2. Document everything properly and carefully.
3. Regularly monitor that things are on track. Check that:
- You are reaching all the groups you had planned to
- You are achieving the response rate that you need
- The questions you are asking are being understood as you intended and are generating information that is useful and meaningful
- If things aren’t working to plan, take the contingency actions you identified at the planning stage or decide what else you need to do
All great activities are led by learning and reviewing priorities, results and outcomes
Check this list to consider how much you’ll need to do after the activity
- Input responses from the activity
- Update equality information
- Draw out key messages from feedback and qualitative data
- Compare these with quantitative data and look for insights
- Analyse results using equalities information collected
- Consider key themes and differences emerging from equalities information
- Review the main findings by keeping in mind areas of consensus and disagreement
- Consider stakeholder priorities
- Check if results can be benchmarked against other partners such as council services or local authorities
- Compare any local trends with national trends
- Check you have been compliant with the
- Data Protection Act and Regulations
- Report writing should include a background, details of the activity, findings, our community, and recommendations
- Consider how your report can be succinct, yet meet legal requirements by detailing what our community said, and an executive summary that covers the areas in the point above
Communicating outcomes to our community and for your work
- It’s important to communicate results and outcomes to our community, as this will help determine how engaged and involved they feel
- Create a list of who you need to share outcomes with
- Determine what your key messages are and how their participation has shaped the work
- Be sure to explain why some engagement will not be implemented if you are not adopting all
- Use this audience list to choose between different channels of communication when sharing outcomes
Communication channels for sharing outcomes
- Use the local media, for example newspapers, local radio, television and social media
- Use existing community resources, for example existing community newsletters, posters and literature in community centres or other venues that are visited often
- Organise a fun day where people can get involved in activities and gain feedback
- Or join other events in the community
- Place an advertisement in the local media
- Make a presentation to groups
- Place an article in the NHCP Newsletter
Please note that any media releases, advertisements and events must be discussed with the NHCP communication and engagement team.

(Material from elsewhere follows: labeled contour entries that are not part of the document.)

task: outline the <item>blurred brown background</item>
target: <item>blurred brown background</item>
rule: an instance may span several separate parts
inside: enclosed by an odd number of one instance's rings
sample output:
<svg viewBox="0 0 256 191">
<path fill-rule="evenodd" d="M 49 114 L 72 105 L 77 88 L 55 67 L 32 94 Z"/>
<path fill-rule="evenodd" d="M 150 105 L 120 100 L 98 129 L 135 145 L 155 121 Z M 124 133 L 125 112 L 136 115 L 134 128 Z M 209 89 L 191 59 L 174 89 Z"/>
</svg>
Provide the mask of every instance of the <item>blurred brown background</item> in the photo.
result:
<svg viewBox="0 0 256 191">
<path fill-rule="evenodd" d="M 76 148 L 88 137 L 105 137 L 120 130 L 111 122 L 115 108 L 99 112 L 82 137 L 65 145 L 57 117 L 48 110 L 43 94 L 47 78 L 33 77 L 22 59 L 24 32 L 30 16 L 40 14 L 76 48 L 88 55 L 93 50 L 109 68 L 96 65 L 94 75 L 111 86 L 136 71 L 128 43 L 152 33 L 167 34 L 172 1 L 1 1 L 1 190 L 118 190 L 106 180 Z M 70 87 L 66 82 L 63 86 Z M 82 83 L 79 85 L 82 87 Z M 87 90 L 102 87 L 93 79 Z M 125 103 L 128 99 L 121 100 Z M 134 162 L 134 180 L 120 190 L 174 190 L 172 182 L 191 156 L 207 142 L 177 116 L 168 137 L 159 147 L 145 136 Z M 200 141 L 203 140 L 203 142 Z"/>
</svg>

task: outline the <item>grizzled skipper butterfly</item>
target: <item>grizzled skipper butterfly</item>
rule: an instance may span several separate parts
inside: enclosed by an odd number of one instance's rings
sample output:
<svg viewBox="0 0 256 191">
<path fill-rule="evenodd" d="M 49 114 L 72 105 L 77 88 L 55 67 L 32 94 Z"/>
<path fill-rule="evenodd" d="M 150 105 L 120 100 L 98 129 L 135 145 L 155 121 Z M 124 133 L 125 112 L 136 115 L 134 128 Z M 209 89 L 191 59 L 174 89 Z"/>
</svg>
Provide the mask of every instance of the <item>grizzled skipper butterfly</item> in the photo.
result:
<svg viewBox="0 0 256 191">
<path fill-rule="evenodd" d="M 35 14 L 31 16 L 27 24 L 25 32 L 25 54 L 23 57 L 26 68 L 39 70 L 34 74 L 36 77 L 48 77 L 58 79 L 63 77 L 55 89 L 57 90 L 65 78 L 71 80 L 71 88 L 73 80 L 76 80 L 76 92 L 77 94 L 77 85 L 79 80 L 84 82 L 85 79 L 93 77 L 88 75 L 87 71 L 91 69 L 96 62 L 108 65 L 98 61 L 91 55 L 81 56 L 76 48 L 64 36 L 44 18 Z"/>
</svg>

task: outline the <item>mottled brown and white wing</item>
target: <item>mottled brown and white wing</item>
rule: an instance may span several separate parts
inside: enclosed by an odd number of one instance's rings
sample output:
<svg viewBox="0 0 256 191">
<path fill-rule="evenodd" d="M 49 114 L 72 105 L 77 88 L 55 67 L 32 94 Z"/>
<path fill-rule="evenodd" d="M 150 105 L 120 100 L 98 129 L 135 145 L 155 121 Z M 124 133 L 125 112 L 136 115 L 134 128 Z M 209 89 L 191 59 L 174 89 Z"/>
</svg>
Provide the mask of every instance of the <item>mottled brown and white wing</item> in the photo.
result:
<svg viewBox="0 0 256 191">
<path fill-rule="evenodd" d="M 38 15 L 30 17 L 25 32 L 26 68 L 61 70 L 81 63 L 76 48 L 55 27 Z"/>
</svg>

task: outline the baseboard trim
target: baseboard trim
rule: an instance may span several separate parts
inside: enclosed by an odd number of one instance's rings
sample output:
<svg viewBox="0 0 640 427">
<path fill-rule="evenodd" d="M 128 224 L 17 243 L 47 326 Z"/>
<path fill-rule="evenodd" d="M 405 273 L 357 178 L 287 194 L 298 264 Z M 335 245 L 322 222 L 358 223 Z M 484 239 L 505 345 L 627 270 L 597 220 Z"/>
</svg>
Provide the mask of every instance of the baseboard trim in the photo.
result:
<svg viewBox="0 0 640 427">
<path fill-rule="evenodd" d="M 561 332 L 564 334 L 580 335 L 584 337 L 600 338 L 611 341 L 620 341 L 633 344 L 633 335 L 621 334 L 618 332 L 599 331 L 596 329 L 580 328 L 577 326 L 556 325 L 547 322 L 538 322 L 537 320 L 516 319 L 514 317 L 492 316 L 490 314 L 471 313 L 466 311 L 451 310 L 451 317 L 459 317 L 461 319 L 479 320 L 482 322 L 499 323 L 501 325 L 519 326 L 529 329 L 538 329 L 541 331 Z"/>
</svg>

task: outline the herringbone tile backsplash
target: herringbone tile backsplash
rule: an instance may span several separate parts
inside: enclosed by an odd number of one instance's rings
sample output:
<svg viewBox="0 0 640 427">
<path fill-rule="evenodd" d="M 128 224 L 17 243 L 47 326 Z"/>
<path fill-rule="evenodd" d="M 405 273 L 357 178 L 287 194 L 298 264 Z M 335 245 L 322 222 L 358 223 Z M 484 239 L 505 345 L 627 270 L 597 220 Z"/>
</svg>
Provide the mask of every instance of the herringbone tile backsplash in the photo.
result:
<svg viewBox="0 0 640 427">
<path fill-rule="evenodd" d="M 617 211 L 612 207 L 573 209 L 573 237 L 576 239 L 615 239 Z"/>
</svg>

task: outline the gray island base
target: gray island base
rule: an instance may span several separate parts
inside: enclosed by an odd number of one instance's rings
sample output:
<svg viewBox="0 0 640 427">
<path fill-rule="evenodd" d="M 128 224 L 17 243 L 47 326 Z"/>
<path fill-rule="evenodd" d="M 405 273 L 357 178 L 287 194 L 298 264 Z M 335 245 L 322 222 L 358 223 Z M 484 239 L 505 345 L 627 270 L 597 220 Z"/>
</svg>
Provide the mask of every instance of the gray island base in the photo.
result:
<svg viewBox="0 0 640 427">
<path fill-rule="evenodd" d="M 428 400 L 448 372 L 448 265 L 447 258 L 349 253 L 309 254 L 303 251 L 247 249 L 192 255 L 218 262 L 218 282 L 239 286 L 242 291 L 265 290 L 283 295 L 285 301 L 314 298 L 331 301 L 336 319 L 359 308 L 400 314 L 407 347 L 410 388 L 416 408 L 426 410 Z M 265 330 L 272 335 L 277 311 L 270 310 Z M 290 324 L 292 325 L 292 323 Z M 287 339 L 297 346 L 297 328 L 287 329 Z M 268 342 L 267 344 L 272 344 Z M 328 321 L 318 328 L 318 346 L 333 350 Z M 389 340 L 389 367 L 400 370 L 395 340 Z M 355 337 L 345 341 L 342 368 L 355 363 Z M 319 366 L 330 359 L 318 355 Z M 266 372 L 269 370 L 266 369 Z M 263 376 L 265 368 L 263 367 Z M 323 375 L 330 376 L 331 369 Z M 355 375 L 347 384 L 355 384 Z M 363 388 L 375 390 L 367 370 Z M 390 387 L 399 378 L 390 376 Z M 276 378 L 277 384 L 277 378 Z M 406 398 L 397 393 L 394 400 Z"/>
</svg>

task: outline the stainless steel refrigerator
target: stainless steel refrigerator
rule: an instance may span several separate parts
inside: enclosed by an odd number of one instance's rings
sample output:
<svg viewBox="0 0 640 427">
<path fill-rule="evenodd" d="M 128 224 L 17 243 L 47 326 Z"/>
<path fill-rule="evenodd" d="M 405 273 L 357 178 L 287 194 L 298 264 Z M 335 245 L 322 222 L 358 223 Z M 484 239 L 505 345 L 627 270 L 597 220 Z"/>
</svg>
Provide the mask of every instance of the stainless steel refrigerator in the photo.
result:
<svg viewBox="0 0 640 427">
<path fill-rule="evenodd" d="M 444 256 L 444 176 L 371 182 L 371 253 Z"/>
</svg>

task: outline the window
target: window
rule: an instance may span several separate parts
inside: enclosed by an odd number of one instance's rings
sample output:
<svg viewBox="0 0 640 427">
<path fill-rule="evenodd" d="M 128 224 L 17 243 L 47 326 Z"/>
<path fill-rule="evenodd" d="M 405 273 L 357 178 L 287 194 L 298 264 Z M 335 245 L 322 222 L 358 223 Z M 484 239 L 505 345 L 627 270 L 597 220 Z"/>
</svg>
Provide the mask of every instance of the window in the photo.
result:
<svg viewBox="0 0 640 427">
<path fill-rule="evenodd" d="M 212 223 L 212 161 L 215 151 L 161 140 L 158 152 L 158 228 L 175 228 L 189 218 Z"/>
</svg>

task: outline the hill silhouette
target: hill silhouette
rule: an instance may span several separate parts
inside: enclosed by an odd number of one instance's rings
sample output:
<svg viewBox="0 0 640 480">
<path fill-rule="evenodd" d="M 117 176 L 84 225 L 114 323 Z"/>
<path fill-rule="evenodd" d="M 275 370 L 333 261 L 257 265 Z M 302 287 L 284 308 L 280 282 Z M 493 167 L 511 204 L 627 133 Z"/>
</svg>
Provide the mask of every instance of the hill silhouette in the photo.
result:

Review and evaluate your activity by asking these questions
- Did the methods you choose provide the information you needed?
- Was the engagement successful in achieving the range of views anticipated?
- Did the engagement receive sufficient responses?
- Were all the stakeholders it was hoped to include involved?
- In particular, were any groups who needed to be present from an equality perspective missing or under-represented?
- Was sufficient time allowed before, during and after the engagement?
- Was the timetable achieved?
- Was the engagement publicised effectively enough?
- Did the cost of the engagement represent value for money?
- How did the results influence decisions?
- Were there any complaints and how were these handled?
- Did the our community feel listened to and treated with respect?
- What else have you learnt that worked?